Invisibilisée ou dépréciée pendant plus d’un siècle, il aura fallu attendre la pandémie de la Covid19 et ses conséquences désastreuses pour faire avancer au niveau international la cause de la santé et de la sécurité au travail. Au temps des « direct live » et autres « stories » sur les réseaux sociaux, les travailleurs et travailleuses, notamment du secteur de la santé, ont réussi le coup de force, de rendre visible l’invisible. Les images des personnels soignants en première ligne dans les hôpitaux, sans masque, avec des sacs poubelle en guise de blouse ont en effet choqué l’opinion publique. Ils seront, selon l’OMS, plus de 115 000 professionnels de la santé à décéder du Covid entre janvier 2020 et mai 2021. Malheureusement ce que beaucoup ont découvert avec la Covid n’est qu’une infime partie de la totalité des risques auxquels font face au quotidien les travailleurs et travailleuses dans des établissements publics ou privés, industriels, commerciaux, administratifs, sur les chantiers ou dans les champs, sur les infrastructures routières ou portuaires.
Ce sont au total plus de 360 millions d’accidents du travail recensés chaque année dans le monde et plus de 3 millions de personnes qui meurent des conséquences de ces accidents ou de maladies y étant directement liées. Des chiffres alarmants et pourtant encore en dessous de la réalité du terrain considérant que 60% des travailleurs sont dans le secteur informel par conséquent sous les radars des recensements nationaux. Les risques au travail sont en effet nombreux. Ils peuvent être liés à l’équipement (véhicule, machine), aux substances toxiques (produits chimiques, biologiques, amiante), aux méthodes de travail (travail en hauteur, gestes répétitifs), à l’énergie utilisée (air compressé, hydraulique, nucléaire) ou à l’organisation du travail (travail de nuit, extérieur, isolé), il est difficile d’en établir une liste exhaustive tant les situations dans le monde du travail sont diverses.
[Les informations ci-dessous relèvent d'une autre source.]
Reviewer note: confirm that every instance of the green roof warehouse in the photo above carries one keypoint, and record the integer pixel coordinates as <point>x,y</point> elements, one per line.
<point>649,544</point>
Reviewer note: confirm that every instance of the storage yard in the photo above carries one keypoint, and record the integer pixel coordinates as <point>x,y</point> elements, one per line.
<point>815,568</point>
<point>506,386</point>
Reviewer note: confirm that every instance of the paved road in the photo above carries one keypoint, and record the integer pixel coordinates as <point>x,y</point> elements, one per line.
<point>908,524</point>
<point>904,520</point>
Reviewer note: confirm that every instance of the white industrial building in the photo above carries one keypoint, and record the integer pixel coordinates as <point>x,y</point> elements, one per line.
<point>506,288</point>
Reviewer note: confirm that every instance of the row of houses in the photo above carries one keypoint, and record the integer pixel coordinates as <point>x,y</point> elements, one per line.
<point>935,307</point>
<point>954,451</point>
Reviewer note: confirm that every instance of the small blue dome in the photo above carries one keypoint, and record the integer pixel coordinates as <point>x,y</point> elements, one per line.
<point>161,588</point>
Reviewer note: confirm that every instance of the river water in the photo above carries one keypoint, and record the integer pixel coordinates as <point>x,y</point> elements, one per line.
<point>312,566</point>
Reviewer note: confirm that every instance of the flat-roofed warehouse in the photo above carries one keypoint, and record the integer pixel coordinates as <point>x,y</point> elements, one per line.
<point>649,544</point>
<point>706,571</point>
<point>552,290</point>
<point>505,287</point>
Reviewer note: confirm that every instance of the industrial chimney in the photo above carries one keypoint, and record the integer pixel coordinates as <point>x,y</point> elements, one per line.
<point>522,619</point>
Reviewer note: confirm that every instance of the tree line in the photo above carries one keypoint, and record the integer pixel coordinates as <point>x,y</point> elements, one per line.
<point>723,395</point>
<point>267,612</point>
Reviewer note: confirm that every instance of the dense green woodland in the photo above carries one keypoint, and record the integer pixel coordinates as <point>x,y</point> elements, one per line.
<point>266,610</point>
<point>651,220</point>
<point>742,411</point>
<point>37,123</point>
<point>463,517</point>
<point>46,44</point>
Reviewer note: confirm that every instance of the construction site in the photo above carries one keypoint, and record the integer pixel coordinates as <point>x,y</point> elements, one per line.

Par ailleurs, la tertiarisation de l’économie quant à elle ajoute aussi de nouvelles contraintes psychologiques qui se substituent progressivement aux astreintes physiques traditionnelles mais dont les maladies en résultant ne sont toujours pas reconnues.
Dans ce contexte, la décision des représentants des 187 États membres de l’Organisation internationale du Travail (OIT) d’adopter le 10 juin 2022 lors de leur Conférence annuelle une résolution élevant au rang de droit fondamental le principe d’un « milieu de travail sûr et salubre » est une excellente nouvelle et une grande victoire pour les travailleuses et les travailleurs du monde entier, qui n’avaient pas obtenu une telle avancée dans leurs droits fondamentaux depuis un quart de siècle. Jusqu’à présent, il existait uniquement 4 grands principes dits fondamentaux au travail : la liberté de former des syndicats et la reconnaissance du droit de négociation collective ; l’élimination du travail forcé ou obligatoire ; l’abolition du travail des enfants et l’élimination de la discrimination en matière d’emploi et de profession.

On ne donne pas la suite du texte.